The trade deficit in goods and services rose by $3.3 billion or 5.1%, to $67.4 billion in January, according to Thursday’s report released by the Bureau of Economic Analysis. In comparison to January 2023, the deficit decreased $2.9 billion, or 4.1% from $70.3 billion.

Exports increased 0.1% to $257.2 billion in January and imports increased by 1.1% to $324.6 billion. 

The increase in the trade deficit can be attributed to companies rebuilding inventory, said Christopher Low, Chief Economist at FHN Financial. 

As companies focus on rebuilding inventories, this tends to boost imports which was reflected in an increase of $3.1 billion to $263.4 billion in January, for the imports of goods. 

“If consumption is being met by foreign production rather than domestic, it does imply that growth is a little weaker as a result” said Low.
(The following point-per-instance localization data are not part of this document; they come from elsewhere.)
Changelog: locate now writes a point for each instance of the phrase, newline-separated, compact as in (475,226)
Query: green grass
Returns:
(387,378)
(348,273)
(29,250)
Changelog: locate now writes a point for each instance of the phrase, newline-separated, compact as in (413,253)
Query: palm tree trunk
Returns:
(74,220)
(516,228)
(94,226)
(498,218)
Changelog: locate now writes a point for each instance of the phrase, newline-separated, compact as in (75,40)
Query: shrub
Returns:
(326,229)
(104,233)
The report showed a shift in trading patterns as imports from Japan and Taiwan rose while the deficit with Mexico decreased and there was no substantial growth in the deficit with China.
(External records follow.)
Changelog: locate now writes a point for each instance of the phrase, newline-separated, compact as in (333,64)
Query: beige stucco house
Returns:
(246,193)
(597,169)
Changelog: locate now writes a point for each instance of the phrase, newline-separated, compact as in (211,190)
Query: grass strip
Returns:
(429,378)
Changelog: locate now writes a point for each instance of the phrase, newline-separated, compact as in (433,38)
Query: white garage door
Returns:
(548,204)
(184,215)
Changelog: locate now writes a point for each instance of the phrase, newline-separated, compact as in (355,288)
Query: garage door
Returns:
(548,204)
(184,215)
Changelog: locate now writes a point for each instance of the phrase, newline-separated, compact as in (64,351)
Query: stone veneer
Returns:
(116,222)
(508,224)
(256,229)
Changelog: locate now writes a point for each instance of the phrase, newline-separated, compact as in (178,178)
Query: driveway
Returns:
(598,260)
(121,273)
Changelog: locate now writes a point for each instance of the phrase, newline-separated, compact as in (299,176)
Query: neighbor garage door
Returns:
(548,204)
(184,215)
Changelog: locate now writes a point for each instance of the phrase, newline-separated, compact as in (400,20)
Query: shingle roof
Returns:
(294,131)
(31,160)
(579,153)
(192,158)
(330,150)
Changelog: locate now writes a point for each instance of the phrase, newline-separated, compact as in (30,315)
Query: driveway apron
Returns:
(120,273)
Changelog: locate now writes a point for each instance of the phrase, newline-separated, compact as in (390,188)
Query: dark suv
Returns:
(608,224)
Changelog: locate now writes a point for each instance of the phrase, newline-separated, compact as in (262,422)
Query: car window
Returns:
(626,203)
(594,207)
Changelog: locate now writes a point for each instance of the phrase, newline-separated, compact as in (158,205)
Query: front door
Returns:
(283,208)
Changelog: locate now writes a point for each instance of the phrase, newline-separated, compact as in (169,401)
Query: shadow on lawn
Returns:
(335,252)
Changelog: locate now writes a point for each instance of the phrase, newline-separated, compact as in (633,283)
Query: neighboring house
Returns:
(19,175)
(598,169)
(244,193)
“We’re seeing an increase in imports from places other than our two biggest trade partners,” said Low. 

The exports of goods to Japan and Vietnam also increased. Overall, exports for the month of January rose by $0.2 billion to $171.8 billion. The recent lifting of tariffs of U.S. products overseas has contributed to recent growth. 

According to the Office of the United States Trade Representative, in June 2023, India lessened tariffs on certain U.S. products, positively impacting the apple sector.  

Ever since, apple exports from Washington state have gone up. For Chelan Fresh, this meant an increase in sales by approximately 6,000%, said Bryan Peebles, export sales director. Additionally,for this company, apple shipments were higher this January over the previous year. 

Another reason for the increase in the trade deficit was the surge in Americans heading abroad for vacations, according to Low. 

An unseen increase in the exports of services, especially in the travel industry by $0.1 billion, which interfered with economists’ forecasts.

With airfare costs stable, Americans are expected to keep traveling elsewhere during the heavy summer vacation months. 

The increase in the trade deficit will reduce gross national product for the first quarter. 

This is in accordance with the revised GDP figures for the fourth quarter of 2023, as it reported an increase in disposable personal income by 4.0%, or $202.5 billion. 

For the month of January, the trade gap widened as demand was sufficed overseas, said Stan Shipley, Senior Management Director of Evercore ISI.

“It looks like the economy is slowing here, trade had added to growth, it is no longer adding to growth,” as demand slows down in the next couple of months, said Shipley.

Once again, the report proves the U.S. continues to have a healthy economy and consumer spending remains steady.